NASIONAL

Dilobi Trump, China Bebaskan Pendiri Gereja ‘Bawah Tanah’ Ezra Jin

China Bebaskan Ezra Jin setelah pendeta sekaligus pendiri Gereja Zion itu menjalani penahanan sejak Oktober 2025. Pembebasan Ezra Jin menjadi sorotan internasional karena terjadi setelah Presiden Amerika Serikat Donald Trump mengangkat kasus tersebut dalam pertemuannya dengan Presiden China Xi Jinping pada Mei 2026.

Ezra Jin, yang juga dikenal dengan nama Tionghoa Jin Mingri, merupakan pendiri Gereja Zion. Gereja tersebut termasuk jaringan gereja yang tidak terdaftar secara resmi di bawah pemerintah China dan dikenal sebagai “gereja bawah tanah”.

Ditahan Sejak Oktober 2025

Ezra Jin ditangkap bersama sejumlah anggota Gereja Zion pada 10 Oktober 2025.

Otoritas China menuduh mereka menggunakan jaringan informasi secara ilegal. Tuduhan itu berkaitan dengan aktivitas penyebaran informasi keagamaan melalui media digital.

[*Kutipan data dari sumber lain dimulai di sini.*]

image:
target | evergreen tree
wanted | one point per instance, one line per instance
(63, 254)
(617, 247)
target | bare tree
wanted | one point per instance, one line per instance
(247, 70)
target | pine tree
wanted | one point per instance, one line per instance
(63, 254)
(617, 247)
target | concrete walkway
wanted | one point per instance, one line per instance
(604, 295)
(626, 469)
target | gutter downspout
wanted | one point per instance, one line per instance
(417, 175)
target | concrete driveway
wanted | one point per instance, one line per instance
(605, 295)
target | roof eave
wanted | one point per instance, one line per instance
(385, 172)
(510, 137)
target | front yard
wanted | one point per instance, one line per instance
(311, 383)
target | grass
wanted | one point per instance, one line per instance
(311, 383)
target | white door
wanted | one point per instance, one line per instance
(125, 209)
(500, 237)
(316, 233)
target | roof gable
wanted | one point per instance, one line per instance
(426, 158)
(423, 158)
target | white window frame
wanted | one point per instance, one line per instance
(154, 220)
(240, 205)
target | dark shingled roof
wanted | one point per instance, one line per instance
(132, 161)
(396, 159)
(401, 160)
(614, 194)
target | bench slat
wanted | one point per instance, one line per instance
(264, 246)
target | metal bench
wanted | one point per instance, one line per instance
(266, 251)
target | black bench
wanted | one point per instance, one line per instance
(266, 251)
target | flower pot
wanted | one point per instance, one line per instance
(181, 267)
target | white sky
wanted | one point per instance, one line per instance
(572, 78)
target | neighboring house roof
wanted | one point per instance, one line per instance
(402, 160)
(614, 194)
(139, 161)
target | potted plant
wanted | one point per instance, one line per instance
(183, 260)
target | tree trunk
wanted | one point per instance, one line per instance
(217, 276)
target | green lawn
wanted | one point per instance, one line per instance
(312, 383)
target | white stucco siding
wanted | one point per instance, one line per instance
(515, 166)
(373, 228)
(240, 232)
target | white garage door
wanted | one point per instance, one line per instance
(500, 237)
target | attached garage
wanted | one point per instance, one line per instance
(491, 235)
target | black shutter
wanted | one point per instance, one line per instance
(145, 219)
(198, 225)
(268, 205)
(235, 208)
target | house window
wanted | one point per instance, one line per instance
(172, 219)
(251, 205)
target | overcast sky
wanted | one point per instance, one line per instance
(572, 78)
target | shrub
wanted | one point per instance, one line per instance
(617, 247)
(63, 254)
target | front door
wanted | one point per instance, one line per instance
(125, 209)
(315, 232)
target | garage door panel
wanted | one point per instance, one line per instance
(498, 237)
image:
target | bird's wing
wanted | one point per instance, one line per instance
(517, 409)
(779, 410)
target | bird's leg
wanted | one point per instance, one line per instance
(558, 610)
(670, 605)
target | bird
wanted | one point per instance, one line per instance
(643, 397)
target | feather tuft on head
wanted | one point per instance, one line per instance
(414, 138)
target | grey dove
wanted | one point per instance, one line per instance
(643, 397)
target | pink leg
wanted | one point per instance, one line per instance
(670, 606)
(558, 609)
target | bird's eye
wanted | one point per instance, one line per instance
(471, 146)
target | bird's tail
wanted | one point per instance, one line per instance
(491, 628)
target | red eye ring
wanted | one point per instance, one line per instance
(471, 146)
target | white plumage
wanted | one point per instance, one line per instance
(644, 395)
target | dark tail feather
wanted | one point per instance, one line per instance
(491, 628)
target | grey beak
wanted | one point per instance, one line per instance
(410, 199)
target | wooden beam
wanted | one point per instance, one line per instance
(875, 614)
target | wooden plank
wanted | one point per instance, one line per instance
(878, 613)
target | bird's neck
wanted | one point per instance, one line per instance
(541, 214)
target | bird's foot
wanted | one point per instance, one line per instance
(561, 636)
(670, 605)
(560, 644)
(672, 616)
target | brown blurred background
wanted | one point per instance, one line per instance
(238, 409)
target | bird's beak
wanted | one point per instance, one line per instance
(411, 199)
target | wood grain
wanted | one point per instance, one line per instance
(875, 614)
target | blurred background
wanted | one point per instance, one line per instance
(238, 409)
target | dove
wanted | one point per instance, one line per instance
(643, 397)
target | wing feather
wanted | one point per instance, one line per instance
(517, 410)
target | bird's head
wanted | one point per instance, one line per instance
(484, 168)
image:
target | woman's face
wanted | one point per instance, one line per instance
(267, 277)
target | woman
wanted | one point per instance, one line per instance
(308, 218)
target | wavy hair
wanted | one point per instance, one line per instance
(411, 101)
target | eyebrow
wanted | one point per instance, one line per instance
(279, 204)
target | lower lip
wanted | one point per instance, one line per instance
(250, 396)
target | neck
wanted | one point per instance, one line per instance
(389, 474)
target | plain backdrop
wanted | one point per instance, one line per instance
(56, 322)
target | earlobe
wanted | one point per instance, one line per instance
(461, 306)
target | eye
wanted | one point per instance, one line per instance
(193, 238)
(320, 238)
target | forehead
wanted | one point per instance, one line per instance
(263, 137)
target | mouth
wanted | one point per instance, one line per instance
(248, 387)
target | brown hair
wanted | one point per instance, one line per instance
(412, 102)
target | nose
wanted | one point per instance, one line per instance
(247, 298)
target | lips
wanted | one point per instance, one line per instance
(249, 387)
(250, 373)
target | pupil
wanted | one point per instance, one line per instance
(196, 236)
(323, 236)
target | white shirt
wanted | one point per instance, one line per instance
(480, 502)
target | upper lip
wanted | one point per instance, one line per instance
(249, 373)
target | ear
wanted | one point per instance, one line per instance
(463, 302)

Kasus tersebut kemudian menarik perhatian berbagai organisasi hak asasi manusia yang meminta pembebasan Ezra Jin dan anggota gereja lainnya.

Trump Angkat Kasus dalam Pertemuan dengan Xi Jinping

Kasus Ezra Jin mendapat perhatian Presiden Donald Trump saat bertemu Presiden Xi Jinping pada Mei 2026.

Usai pertemuan, Trump mengatakan Xi berjanji memberikan pertimbangan serius terhadap permintaan pembebasan sang pendeta. Pernyataan itu memunculkan harapan bahwa penyelesaian diplomatik dapat dicapai.

Beberapa pekan kemudian, Ezra Jin akhirnya dibebaskan oleh pemerintah China.

Tiba di Amerika Serikat

Kelompok hak asasi manusia ChinaAid menyatakan Ezra Jin telah tiba di Los Angeles setelah dibebaskan.

Menurut keterangan keluarganya, pejabat China menyebut pembebasan tersebut merupakan hasil pembicaraan antara Donald Trump dan Xi Jinping. Langkah itu disebut sebagai isyarat niat baik yang bertepatan dengan peringatan Hari Kemerdekaan Amerika Serikat.

Putri Ezra Jin, Grace, mengaku bersyukur atas pembebasan ayahnya.

Ia juga berharap peristiwa tersebut membawa perubahan positif bagi kebebasan beragama di China dan hubungan antara Beijing dengan Washington.

Delapan Anggota Gereja Masih Ditahan

Meski Ezra Jin telah dibebaskan, persoalan belum sepenuhnya selesai.

Gereja Zion menyatakan delapan anggota yang ditangkap bersamaan dengan Ezra masih berada dalam tahanan pihak berwenang.

Organisasi hak asasi manusia juga menyebut pengawasan terhadap kelompok keagamaan yang tidak terdaftar masih terus berlangsung di bawah pemerintahan Xi Jinping.

Kebebasan Beragama Masih Jadi Sorotan

Dalam beberapa tahun terakhir, pemerintah China memperketat pengawasan terhadap gereja yang tidak terdaftar.

Sejumlah rumah ibadah dilaporkan ditutup, sementara beberapa pemimpin gereja menghadapi proses hukum.

Kebijakan tersebut terus menjadi perhatian komunitas internasional dan organisasi hak asasi manusia.

Kesimpulan

China Bebaskan Ezra Jin menjadi salah satu perkembangan penting dalam hubungan diplomatik China dan Amerika Serikat. Pembebasan pendiri Gereja Zion itu terjadi setelah kasusnya dibahas oleh Donald Trump dalam pertemuan dengan Xi Jinping.

Meski Ezra Jin telah memperoleh kebebasan dan tiba di Amerika Serikat, sejumlah anggota Gereja Zion masih menjalani penahanan. Kondisi tersebut menunjukkan isu kebebasan beragama di China masih menjadi perhatian berbagai pihak di tingkat internasional.